Any person who shall present to the board a certified copy or certificate of registration or license which was issued to him after examination by a board of registration in optometry in any other state, where the requirements for registration are in the opinion of the board equivalent to those of this commonwealth, may be registered and given a certificate of registration in this commonwealth without a written examination; provided, that such state accords a like privilege to holders of certificates of registration issued in this commonwealth, and that the applicant has not previously failed to pass the examination required in this commonwealth, and that he has been engaged in the reputable practice of optometry continuously for not less than three years immediately preceding his application, and that he intends to reside and practice optometry in this commonwealth.
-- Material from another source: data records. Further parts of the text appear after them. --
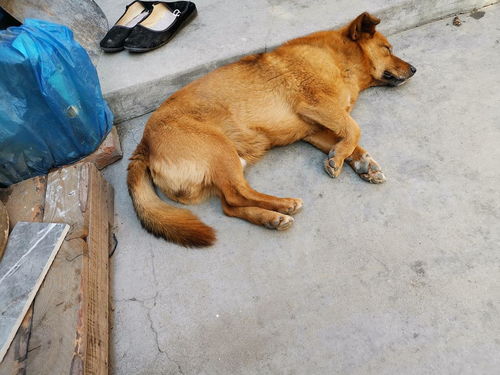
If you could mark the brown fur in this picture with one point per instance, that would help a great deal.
(304, 90)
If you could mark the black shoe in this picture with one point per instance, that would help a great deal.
(134, 13)
(163, 23)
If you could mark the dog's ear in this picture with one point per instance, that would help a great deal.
(363, 24)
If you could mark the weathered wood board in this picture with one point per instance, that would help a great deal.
(24, 201)
(4, 228)
(70, 322)
(108, 152)
(29, 254)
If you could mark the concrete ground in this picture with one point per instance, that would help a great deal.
(224, 30)
(399, 278)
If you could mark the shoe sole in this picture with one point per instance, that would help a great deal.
(115, 49)
(186, 22)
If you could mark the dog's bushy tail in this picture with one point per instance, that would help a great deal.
(174, 224)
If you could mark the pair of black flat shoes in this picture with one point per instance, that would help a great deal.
(146, 25)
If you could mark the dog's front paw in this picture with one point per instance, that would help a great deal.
(280, 222)
(333, 167)
(368, 169)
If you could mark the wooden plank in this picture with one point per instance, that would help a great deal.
(58, 303)
(4, 228)
(32, 248)
(70, 322)
(108, 152)
(24, 201)
(96, 276)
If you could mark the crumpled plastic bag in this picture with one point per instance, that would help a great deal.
(52, 111)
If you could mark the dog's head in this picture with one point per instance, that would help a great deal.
(385, 68)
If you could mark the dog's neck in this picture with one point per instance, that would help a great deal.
(354, 64)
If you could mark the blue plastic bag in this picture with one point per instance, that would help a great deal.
(52, 111)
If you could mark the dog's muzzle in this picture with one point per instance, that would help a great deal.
(393, 80)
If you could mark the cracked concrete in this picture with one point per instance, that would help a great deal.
(399, 278)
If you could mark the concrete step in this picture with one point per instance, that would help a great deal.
(135, 84)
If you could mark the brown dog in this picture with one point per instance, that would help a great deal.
(200, 139)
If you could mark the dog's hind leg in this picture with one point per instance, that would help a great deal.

The fee for such registration shall be determined under the aforementioned chapter seven provision.

Notwithstanding the foregoing, the board shall require as a condition of granting or renewing an optometrist's certificate of registration, that the optometrist apply to participate in the medical assistance program administered by the secretary of health and human services in accordance with chapter 118E and Title XIX of the Social Security Act and any federal demonstration or waiver relating to such medical assistance program for the limited purposes of ordering and referring services covered under such program, provided that regulations governing such limited participation are promulgated under said chapter 118E. An optometrist who chooses to participate in such medical assistance program as a provider of services shall be deemed to have fulfilled this requirement.

Any person certified under this section who observes a patient's adverse reaction to a diagnostic pharmaceutical agent, shall report said observance and any comment thereon to the board of registration in optometry.